Aron Ralston parte dalla sua cittadina americana per un weekend sulle montagne dello Utah, "le stesse di Butch Cassidy", munito solo di uno zainetto e della inseparabile fotocamera digitale. Sembra esserci abituato, e il suo bagaglio essenziale fa solo da corredo alla sua fervente temerarietà.
Le cose ovviamente non andranno come previsto e sarà proprio il titolo che si staglierà lapidario sullo schermo a più di un quarto d'ora di film, ad avvertirci.
Il regista di Trainspotting e di 28 giorni dopo ci offre un ritratto potente e umano di un giovane dotato un temperamento eccezionale e ricco di sfaccettature, dallo spirito infantile ed eroico, in linea con le caratteristiche americane e allo stesso tempo distaccato da queste (forse preferisce un'escursione solitaria sul Canyon ai festini in compagnia di ragazze, birra e scoobydoo gonfiabili).
Il protagonista sostiene magistralmente il film e ne è l'unico e predominante pilastro; si ha la sensazione che l'intero lungometraggio sia appoggiato sulle sue spalle e lo schiacci come un gigantesco macigno. Gran parte delle riprese sono in digitale, e l'attore si mette a nudo davanti alla telecamera che si avvicina mano a mano alla sua faccia tanto da deformarla e addirittura lo penetra fin dentro alle pupille, alla saliva, al sangue. James Franco ci cattura ogni minuto col suo sorriso bambinesco e ortodonticamente perfetto, in contrasto con la dolorosa esasperazione del suo sguardo a tratti grottesco e allucinato che del mito americano ha sempre meno.

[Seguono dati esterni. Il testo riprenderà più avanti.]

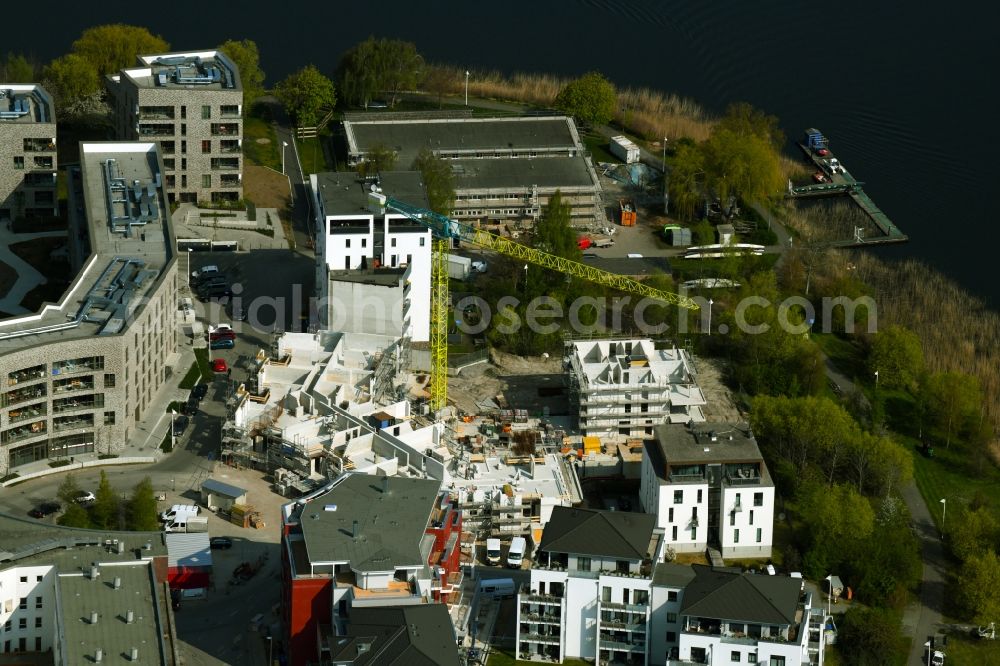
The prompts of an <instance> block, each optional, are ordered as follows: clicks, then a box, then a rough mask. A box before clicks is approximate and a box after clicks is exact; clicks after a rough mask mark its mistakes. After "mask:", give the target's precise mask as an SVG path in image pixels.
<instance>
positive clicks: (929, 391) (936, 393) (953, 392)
mask: <svg viewBox="0 0 1000 666" xmlns="http://www.w3.org/2000/svg"><path fill="white" fill-rule="evenodd" d="M921 393H922V394H923V395H922V397H921V399H922V402H923V403H924V404H925V405H926V409H927V412H928V414H929V416H930V417H931V419H932V420H933V422H934V423H935V424H936V425H937V426H938V428H941V429H943V430H944V431H945V446H946V447H951V437H952V435H953V434H954V433H955V432H956V431H960V430H962V429H963V428H964V427H966V426H967V425H970V424H971V422H972V421H973V419H975V418H976V416H977V409H978V408H979V403H980V402H981V400H982V392H981V391H980V389H979V380H978V379H976V378H975V377H973V376H972V375H966V374H962V373H960V372H936V373H934V374H932V375H928V376H927V377H926V379H925V380H924V382H923V385H922V386H921Z"/></svg>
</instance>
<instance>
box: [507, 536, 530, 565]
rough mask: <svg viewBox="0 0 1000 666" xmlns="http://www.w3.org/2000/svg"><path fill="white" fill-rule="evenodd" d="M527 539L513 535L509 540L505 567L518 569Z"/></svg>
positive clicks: (525, 546) (526, 546)
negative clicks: (511, 537)
mask: <svg viewBox="0 0 1000 666" xmlns="http://www.w3.org/2000/svg"><path fill="white" fill-rule="evenodd" d="M525 547H527V541H525V540H524V537H514V538H513V539H511V540H510V550H508V551H507V567H508V568H510V569H520V568H521V562H523V561H524V549H525Z"/></svg>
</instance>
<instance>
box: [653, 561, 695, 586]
mask: <svg viewBox="0 0 1000 666" xmlns="http://www.w3.org/2000/svg"><path fill="white" fill-rule="evenodd" d="M693 579H694V570H693V569H692V568H691V567H689V566H686V565H683V564H674V563H672V562H661V563H660V564H657V565H656V569H654V570H653V585H659V586H660V587H685V586H687V584H688V583H690V582H691V581H692V580H693Z"/></svg>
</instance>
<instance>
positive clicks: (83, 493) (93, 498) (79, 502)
mask: <svg viewBox="0 0 1000 666" xmlns="http://www.w3.org/2000/svg"><path fill="white" fill-rule="evenodd" d="M73 501H74V502H76V503H77V504H90V503H91V502H96V501H97V497H95V496H94V493H92V492H90V491H89V490H78V491H76V494H75V495H74V496H73Z"/></svg>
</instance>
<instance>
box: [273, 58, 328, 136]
mask: <svg viewBox="0 0 1000 666" xmlns="http://www.w3.org/2000/svg"><path fill="white" fill-rule="evenodd" d="M274 94H275V96H276V97H277V98H278V101H280V102H281V103H282V105H284V107H285V109H286V110H287V111H288V113H289V114H290V115H291V116H292V120H294V121H295V124H296V125H297V126H299V127H312V126H314V125H316V124H317V123H318V122H319V120H320V117H321V114H322V113H323V112H324V111H327V110H329V109H332V108H333V107H334V106H336V104H337V94H336V91H335V90H334V87H333V82H332V81H331V80H330V79H328V78H327V77H325V76H323V74H321V73H320V71H319V70H318V69H316V68H315V67H314V66H313V65H306V66H305V67H303V68H302V69H300V70H299V71H297V72H295V73H294V74H291V75H289V76H288V77H287V78H286V79H284V80H283V81H281V82H279V83H278V85H276V86H275V87H274Z"/></svg>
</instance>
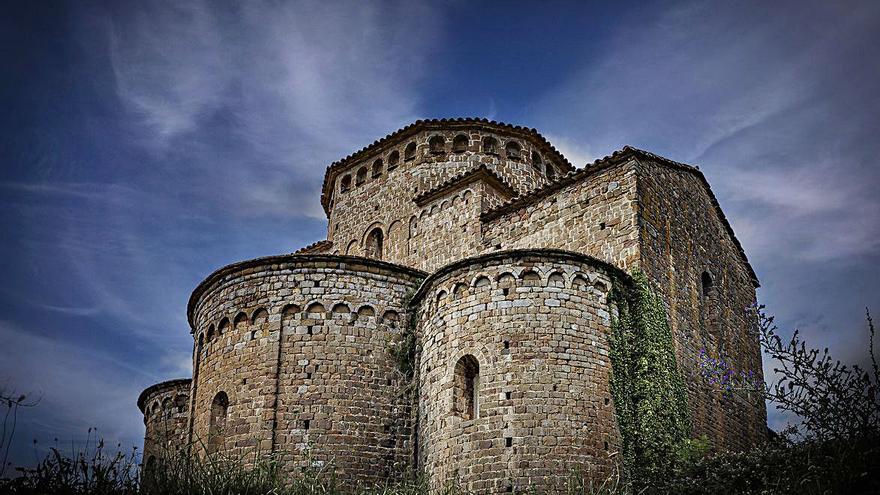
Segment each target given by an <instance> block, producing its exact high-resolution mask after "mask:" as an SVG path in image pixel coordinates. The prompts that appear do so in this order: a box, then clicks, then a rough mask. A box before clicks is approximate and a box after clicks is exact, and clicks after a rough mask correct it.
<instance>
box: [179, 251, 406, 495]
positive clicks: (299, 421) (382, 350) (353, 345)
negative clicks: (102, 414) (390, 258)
mask: <svg viewBox="0 0 880 495" xmlns="http://www.w3.org/2000/svg"><path fill="white" fill-rule="evenodd" d="M421 278H422V274H421V273H419V272H416V271H414V270H410V269H405V268H402V267H397V266H394V265H390V264H387V263H380V262H375V261H371V260H366V259H354V258H345V257H330V256H297V255H292V256H280V257H275V258H268V259H262V260H253V261H251V262H245V263H242V264H238V265H231V266H230V267H227V268H224V269H221V270H220V271H218V272H216V273H215V274H214V275H212V276H211V277H209V278H208V280H206V282H204V283H203V284H202V286H200V288H199V289H197V290H196V293H195V294H194V296H193V298H194V299H193V301H192V302H191V308H192V322H193V325H194V328H196V330H197V331H196V332H195V334H194V337H195V342H196V347H198V342H199V341H200V340H202V339H204V340H205V341H206V343H205V344H204V346H203V347H204V349H203V351H202V353H201V357H200V358H199V359H198V360H197V361H196V362H195V366H194V369H195V376H196V383H195V387H194V397H193V407H194V414H193V425H192V431H193V435H194V436H195V437H196V438H202V439H208V440H207V441H206V444H207V445H209V446H210V445H212V444H211V439H213V438H215V437H216V436H217V435H219V436H220V437H221V441H220V442H218V443H215V444H213V445H216V447H215V448H216V449H217V450H220V451H223V452H227V453H234V454H235V455H241V454H243V453H247V452H249V451H252V450H253V449H255V448H257V447H259V449H260V451H262V452H271V451H276V452H283V453H284V456H283V459H284V460H285V461H287V462H286V464H285V466H286V467H287V468H288V469H291V470H294V469H300V468H303V467H306V466H308V465H309V463H311V465H313V466H322V465H326V464H328V463H331V462H332V464H333V466H334V468H335V470H336V472H337V473H338V475H339V477H340V478H339V479H340V481H342V482H343V483H345V484H349V485H353V484H357V483H373V482H382V481H385V480H387V479H388V477H389V476H391V475H392V474H393V473H394V471H395V470H396V469H399V468H401V467H402V466H405V465H407V464H408V462H409V461H410V459H411V455H410V454H409V452H411V450H412V447H411V446H410V445H409V439H410V425H408V424H407V423H406V419H407V418H408V417H409V416H408V414H407V408H408V406H409V405H408V404H406V403H402V402H401V401H400V396H401V394H400V387H401V384H400V376H399V372H398V371H397V368H396V365H395V363H394V361H393V359H392V357H391V356H390V354H389V353H388V346H389V342H390V340H391V339H392V338H393V337H394V335H396V334H397V333H399V332H400V322H401V321H405V318H406V314H407V312H406V300H407V295H408V294H410V293H412V292H413V291H414V290H415V288H416V285H417V284H418V283H419V281H420V280H421ZM240 313H243V314H244V315H245V316H246V318H243V319H242V318H238V319H236V315H238V314H240ZM261 315H265V319H262V318H263V316H261ZM227 319H228V320H232V321H233V325H232V326H231V327H228V329H227V330H225V331H224V332H223V333H219V334H215V335H214V336H213V338H211V339H209V338H208V337H207V335H208V334H209V333H210V332H211V329H212V328H213V329H214V331H215V332H216V331H217V330H216V329H217V328H218V327H219V326H221V322H224V321H225V320H227ZM235 321H238V322H239V325H235V324H234V323H235ZM203 336H204V337H203ZM279 337H280V341H279ZM197 357H198V356H197ZM221 392H222V393H225V394H226V396H227V397H228V408H227V409H226V414H225V418H224V420H223V421H222V422H221V423H222V424H223V428H222V430H220V431H217V430H216V428H212V414H213V413H212V409H216V408H212V403H213V401H214V398H215V397H217V396H218V394H220V393H221ZM276 399H277V402H276ZM213 424H215V425H216V424H218V422H216V421H215V422H214V423H213Z"/></svg>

La società e il progresso sono là fuori, ci sembra di toccarli, ma non riusciamo mai ad entrarci veramente in contatto. Cerchiamo di evadere dal turbinio dei cartelloni pubblicitari e del consumismo della nostra civiltà fatta di insegne luminose ed elettrodomestici, ma rimaniamo intrappolati in una natura desolante e letale che non siamo più abituati a gestire, e allora rimpiangiamo la Coca Cola ghiacciata e frizzante, cosi come ce le proponeva la tv. Ci ritroviamo incapaci di trovare una via di mezzo tra il progresso e la libertà. Siamo sopraffatti su tutti i fronti?
E` un tema caro al regista quello dell'impotenza dell'essere umano davanti all'infinita` dell'universo, come pedina di un progetto ancestrale e irreversibile programmato per lui ancora dal tempo dei meteoriti. Tuttavia Aron è ben diverso dal protagonista dinoccolato e confuso di 28 giorni dopo o di Sunshine, vittima dell'imprevedibilità del cosmo, Aron ci lascia una speranza, e starà a noi decidere se accettare o no la sfida e se ne vale veramente la pena. Essenziale ed efficace, mai banale.